Let's presume that we have an experiment:
We have $sum = 0$ and we draw value from distribution $U[0, 1]$ and we add it to $sum$ and we continue to do so until $sum>2$.
Now assuming that $\sum_{i=1}^n X_i \le 2$ and for $\sum_{i=1}^{n+1} X_i > 2$:
- how to compute expected $n$ or even better to get distribution for $n$
- how to compute $\mathbb E[X_{n+1}]$?
Let $U_n$ be a sequence of independent variables with uniform distribution over $(0,1)$, and set $X_n = \sum_{i=1}^n X_i$. Let $\tau = \inf\{n>0: X_n>2\}$. To compute the distribution of $\tau$, we must first consider the distribution of $X_n$. For $n=2$ we can compute the density by convolution: \begin{align} f_U\star f_U(t) &= \int_{\mathbb R}f_U(\tau)f_U(t-\tau)\ \mathsf d\tau\\ &= \int_0^t \ \mathsf d\tau \mathsf 1_{(0,1)}(t) + \int_{2-t}^t \ \mathsf d\tau \mathsf 1_{(1,2)}(t)\\ &= t\ \mathsf 1_{(0,1)}(t) + (2-t)\ \mathsf 1_{(1,2)}(t). \end{align} In general $X_n$ has the Irwin-Hall distribution, with density $$ f_n(t) = \frac1{2(n-1)!}\sum_{k=0}^n \binom nk (-1)^k(t-k)^{n-1}\mathrm{sgn}(t-k), $$ where $\mathrm{sgn}(\cdot)$ denotes the sign function.
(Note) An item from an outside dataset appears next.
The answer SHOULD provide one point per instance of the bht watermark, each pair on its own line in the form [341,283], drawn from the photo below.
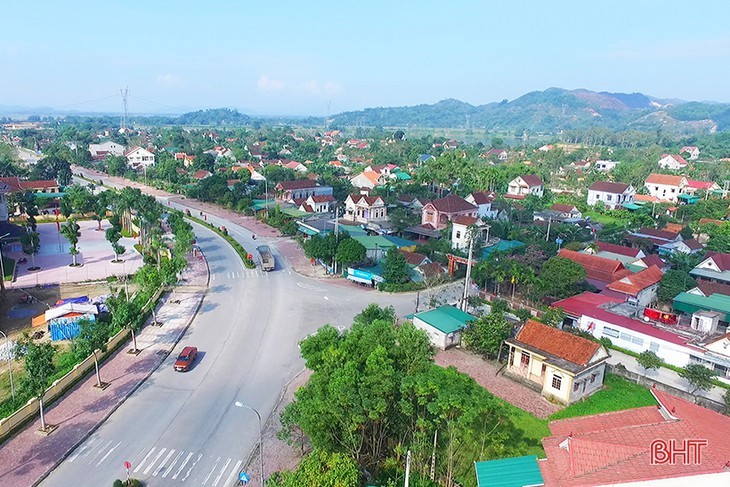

For $n=3$ we see that $$ f_3(t) = \frac12 t^2\mathsf 1_{(0,1)}(t) + \frac12 (-2t^2+6t-3)\mathsf 1_{(1,2)}(t) + \frac12 (t-3)^2\mathsf 1_{(2,3)}(t), $$ and so $$ \mathbb P(\tau = 3) = \mathbb P(X_3>2) = \int_2^3 f_3(t)\ \mathsf dt = \frac16. $$ The distribution function of $X_n$ is given by $$ F_n(t) = \frac1{n!} \sum_{k=0}^{\lfloor t\rfloor}\binom nk(-1)^k(t-k)^n, $$ and so for $n\geqslant 3$, \begin{align} \mathbb P(\tau=n) &= \mathbb P(X_n>2)-\mathbb P(X_{n-1}>2)\\ &= 1-F_n(2)-(1-F_{n-1}(2)) = 2-(F_n(2)+F_{n-1}(2))\\ &= \frac{\left(2^{n-1}-n\right) (n-2)}{n!}. \end{align} The expected value of $\tau$ is \begin{align} \mathbb E[\tau] &= \sum_{n=3}^\infty n\ \mathbb P(\tau=n)\\ &= \sum_{n=3}^\infty \frac{\left(2^{n-1}-n\right) (n-2)}{(n-1)!}\\ &= e(e-1). \end{align}